Heilsbronn Abbey was a Cistercian monastery at Heilsbronn in the district of Ansbach in Middle Franconia, Bavaria, Germany. It was part of the Diocese of Eichstätt.

==History==
It was founded in 1132–33 by Saint Otto of Bamberg and was settled by monks from Ebrach Abbey, under the first abbot Rapotho. It was one of the wealthiest monasteries of Germany, with possessions around Franconia as far as Regensburg and in Württemberg. These rich endowments were mostly made by the dukes of Abenberg and their heirs, the Hohenzollern Burgraves of Nuremberg. It was the hereditary burial-place of the Hohenzollern family and ten burgraves of Nuremberg, five margraves and three electors of Brandenburg, besides many other persons of note, were buried here.

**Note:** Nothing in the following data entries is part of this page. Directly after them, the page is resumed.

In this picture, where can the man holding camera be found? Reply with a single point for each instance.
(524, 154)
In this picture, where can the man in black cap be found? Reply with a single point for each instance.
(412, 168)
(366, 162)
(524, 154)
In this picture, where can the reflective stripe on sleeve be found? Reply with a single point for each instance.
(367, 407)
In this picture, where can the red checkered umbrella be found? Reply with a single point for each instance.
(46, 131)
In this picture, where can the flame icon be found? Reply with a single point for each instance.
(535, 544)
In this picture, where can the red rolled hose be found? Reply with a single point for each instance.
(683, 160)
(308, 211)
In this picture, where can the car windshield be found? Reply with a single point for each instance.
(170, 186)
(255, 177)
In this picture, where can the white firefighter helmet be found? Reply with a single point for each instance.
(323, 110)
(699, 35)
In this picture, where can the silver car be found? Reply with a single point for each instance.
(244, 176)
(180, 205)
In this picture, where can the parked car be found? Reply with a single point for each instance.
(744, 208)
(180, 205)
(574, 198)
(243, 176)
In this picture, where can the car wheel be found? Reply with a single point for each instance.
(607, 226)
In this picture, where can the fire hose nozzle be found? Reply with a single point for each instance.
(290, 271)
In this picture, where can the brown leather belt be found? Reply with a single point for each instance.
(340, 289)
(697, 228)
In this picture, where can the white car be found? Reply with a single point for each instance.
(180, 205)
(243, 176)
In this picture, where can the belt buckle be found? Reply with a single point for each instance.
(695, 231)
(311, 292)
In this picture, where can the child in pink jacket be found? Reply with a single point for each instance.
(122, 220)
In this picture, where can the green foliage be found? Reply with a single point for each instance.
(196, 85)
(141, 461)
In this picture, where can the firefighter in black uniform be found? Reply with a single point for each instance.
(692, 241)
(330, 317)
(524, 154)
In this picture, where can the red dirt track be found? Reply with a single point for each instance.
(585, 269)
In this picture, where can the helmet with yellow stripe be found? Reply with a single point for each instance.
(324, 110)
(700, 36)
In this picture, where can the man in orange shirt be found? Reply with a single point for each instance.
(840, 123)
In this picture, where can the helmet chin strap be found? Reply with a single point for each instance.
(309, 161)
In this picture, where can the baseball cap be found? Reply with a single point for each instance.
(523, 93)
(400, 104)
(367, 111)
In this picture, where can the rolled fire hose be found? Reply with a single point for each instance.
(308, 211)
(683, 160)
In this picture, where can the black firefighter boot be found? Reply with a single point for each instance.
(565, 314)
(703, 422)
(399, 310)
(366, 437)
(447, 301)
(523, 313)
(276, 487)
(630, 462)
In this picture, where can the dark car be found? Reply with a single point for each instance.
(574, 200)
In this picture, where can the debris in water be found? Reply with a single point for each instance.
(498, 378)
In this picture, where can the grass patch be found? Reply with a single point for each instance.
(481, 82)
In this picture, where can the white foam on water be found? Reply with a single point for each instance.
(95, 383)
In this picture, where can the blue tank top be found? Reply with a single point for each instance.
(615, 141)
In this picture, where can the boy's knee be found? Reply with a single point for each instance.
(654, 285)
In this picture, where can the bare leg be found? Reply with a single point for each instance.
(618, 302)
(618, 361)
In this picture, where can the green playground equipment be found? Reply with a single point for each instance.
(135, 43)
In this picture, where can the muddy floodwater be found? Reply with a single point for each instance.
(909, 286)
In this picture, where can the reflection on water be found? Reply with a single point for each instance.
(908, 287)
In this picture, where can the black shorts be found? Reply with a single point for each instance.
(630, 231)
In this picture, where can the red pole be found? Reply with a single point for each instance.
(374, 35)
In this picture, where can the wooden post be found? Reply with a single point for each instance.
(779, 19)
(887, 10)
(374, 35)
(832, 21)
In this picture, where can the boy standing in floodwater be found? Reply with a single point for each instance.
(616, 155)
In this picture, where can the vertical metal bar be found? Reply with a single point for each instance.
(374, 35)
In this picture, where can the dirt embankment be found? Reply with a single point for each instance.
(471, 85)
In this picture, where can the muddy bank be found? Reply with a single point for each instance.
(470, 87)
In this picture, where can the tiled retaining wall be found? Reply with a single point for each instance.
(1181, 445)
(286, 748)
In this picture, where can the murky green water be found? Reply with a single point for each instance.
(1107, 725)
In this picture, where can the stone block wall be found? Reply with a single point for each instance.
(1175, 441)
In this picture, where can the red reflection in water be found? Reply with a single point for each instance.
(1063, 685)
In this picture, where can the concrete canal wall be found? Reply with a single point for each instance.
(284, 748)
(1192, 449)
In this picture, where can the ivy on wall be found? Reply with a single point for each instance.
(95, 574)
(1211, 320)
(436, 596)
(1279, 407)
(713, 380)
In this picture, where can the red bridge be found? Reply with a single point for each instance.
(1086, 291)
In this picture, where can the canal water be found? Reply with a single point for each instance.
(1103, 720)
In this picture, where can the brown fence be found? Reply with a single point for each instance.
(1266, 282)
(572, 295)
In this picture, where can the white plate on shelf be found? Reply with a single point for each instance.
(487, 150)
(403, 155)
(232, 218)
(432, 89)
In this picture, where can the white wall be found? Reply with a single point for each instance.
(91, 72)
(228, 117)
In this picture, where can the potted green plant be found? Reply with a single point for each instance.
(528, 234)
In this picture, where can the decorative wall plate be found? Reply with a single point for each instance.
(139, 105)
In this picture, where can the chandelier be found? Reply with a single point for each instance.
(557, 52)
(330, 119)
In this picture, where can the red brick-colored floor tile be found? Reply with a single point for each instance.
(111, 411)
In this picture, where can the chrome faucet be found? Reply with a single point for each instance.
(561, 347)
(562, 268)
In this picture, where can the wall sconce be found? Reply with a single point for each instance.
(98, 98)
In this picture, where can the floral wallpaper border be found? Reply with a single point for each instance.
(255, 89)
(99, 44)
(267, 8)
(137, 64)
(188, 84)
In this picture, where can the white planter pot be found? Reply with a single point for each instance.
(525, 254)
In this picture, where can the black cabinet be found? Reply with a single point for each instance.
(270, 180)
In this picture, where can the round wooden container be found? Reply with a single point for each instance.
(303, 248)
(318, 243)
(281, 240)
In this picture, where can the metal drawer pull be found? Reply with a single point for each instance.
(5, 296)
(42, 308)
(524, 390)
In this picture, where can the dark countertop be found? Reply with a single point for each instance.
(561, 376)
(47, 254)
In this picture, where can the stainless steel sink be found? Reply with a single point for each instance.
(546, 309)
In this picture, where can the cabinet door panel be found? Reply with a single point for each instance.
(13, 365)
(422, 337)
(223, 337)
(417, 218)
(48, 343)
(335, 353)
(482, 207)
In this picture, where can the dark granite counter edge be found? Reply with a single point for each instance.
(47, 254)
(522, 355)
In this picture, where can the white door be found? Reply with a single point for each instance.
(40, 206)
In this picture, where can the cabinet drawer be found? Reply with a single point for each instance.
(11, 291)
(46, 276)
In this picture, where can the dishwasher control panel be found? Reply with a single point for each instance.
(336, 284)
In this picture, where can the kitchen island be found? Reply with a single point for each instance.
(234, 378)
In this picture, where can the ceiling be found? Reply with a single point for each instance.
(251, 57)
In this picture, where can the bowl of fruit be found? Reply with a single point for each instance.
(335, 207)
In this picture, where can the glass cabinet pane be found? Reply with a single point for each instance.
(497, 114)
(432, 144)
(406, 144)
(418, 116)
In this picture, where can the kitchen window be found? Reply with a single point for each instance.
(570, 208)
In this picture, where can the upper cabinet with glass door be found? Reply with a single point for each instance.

==Reformation and dissolution==
Heilsbronn was a flourishing monastery until the time of the Reformation. In 1530 Abbot John Schopper (1529–1540) founded a monastic school here, which later became a Protestant school for princes, and the doctrines of Luther gradually found favour in the monastery. His successor, Sebastian Wagner, openly supported Protestantism. He married and resigned in 1543. In 1549 Roman Catholicism was restored at Heilsbronn, but only ostensibly, and the abbey seems to have ceased to be a Catholic house in 1555, although it existed for some years longer. The last abbot who made any pretense of Catholic belief was Melchior Wunderer (1562–1578). The five succeeding abbots were Protestants, and in 1631 Heilsbronn ceased to be an abbey. Its valuable library was transferred to Erlangen.

==Buildings==
The buildings of the monastery have mostly disappeared, with the exception of the fine church, known as Münster Heilsbronn, a Romanesque basilica, restored between 1851 and 1866, and possessing paintings by Albrecht Dürer.

==Burials==
- Albrecht III Achilles, Elector of Brandenburg
- Anna of Saxony, Electress of Brandenburg
- Barbara of Brandenburg (1464–1515)

==The Monk of Heilsbronn==

The Monk of Heilsbronn was a didactic poet of the 14th century, author of the works Sieben Graden, Tochter Syon and Leben des heiligen Alexius.